Experts have predicted that this combined approach could lead to the elimination hepatitis C as a public health concern in England over the course of the NHS Long Term Plan.

Rachel Halford, chief executive of The Hepatitis C Trust, said: “The Hepatitis C Trust is delighted with this development. 69 per cent of people who have the virus are currently undiagnosed so the funding in the deal to help find those with hepatitis C and support them into treatment is groundbreaking.

“We believe this deal offers a unique opportunity for all stakeholders – patient organisations, pharmaceutical companies, clinicians, prison healthcare and drug misuse services –  to work together to reach all those affected.

“By making sure we reach the most marginalised and hardest to engage we will ensure that no one is left behind and stop unnecessary deaths.”

The new deal will see the NHS work together with Gilead Sciences, Merck Sharp and Dohme (MSD) and AbbVie, towards a shared goal of eliminating hepatitis C as a major public health issue in England, ahead of the World Health Organisation (WHO) goal of 2030.

This agreement arises from a new procurement approach undertaken by NHS England, maximising competition between drug companies to secure the best possible deal for patients and taxpayers. NHS England’s strategy was supported by the High Court in January earlier this year.

Professor Graham Foster, national clinical chair for hepatitis C, NHS England, said: “The clinical community is delighted with the opportunities presented by this new initiative which will allow us to go further, faster in our efforts to eliminate hepatitis C as a significant health problem in England.

“The new procurement allows us to prescribe all of the available treatments for hepatitis C and the increased focus on case finding will allow us to expand services to the most vulnerable in our society.”

Further progress to date in the treatment of Hepatitis C includes:

  • The creation of 22 ‘operational delivery networks’ in each area in England – driving improvements in treatment in local areas, ensuring all patients can access the treatment they need, regardless of where they live. This will enable improvements in areas with historically low service provision.
  • In 2017 a National Hepatitis C patient registry was established – making it possible to record and monitor treatment uptake, outcomes and increased diagnosis rates in real time.

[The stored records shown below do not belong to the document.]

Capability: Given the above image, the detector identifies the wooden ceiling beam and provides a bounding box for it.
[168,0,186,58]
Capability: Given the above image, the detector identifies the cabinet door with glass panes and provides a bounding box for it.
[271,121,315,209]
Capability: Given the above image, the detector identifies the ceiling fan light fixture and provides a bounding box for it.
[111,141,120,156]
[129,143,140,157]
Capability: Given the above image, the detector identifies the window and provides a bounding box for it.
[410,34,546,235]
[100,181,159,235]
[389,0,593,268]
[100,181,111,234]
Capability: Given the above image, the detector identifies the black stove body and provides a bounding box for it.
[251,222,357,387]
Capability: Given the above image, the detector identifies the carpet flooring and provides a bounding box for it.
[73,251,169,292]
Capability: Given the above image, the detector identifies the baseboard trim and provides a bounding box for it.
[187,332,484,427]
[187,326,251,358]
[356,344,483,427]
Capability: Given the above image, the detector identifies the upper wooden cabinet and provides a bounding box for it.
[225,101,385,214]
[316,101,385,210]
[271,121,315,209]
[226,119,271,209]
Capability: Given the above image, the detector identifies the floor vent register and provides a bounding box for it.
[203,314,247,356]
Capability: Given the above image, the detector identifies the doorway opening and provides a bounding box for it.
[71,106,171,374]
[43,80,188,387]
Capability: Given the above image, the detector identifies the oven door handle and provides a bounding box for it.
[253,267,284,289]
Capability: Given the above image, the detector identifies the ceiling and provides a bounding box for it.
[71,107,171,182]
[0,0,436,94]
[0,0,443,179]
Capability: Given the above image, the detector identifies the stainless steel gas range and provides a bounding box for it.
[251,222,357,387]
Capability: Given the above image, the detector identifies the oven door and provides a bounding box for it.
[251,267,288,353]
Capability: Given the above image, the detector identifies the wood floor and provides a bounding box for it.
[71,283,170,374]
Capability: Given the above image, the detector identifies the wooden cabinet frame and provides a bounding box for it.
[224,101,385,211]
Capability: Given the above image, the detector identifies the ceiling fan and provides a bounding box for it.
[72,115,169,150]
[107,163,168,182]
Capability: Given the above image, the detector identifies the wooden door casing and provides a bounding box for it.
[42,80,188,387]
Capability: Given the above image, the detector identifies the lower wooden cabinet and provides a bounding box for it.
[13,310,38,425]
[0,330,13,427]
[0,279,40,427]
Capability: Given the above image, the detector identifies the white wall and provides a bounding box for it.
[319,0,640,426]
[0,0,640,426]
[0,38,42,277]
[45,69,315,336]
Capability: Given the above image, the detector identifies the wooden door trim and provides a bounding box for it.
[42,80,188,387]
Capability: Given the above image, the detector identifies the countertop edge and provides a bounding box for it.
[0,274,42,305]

The Hepatitis C procurement is the latest in a series of ‘smart deals’ the NHS has delivered to drive value for the taxpayer and benefits for patients. These include a £300 million savingafter negotiating deals with five manufacturers on low cost versions of the health service’s most costly drug, adalimumab; striking the first full access deal in Europe for CAR-T therapywhich can potentially cure some children and adults with blood cancers where other treatments have failed; and reaching a deal to make the life-extending lung cancer drug pembrolizumab, available for routine use on the NHS.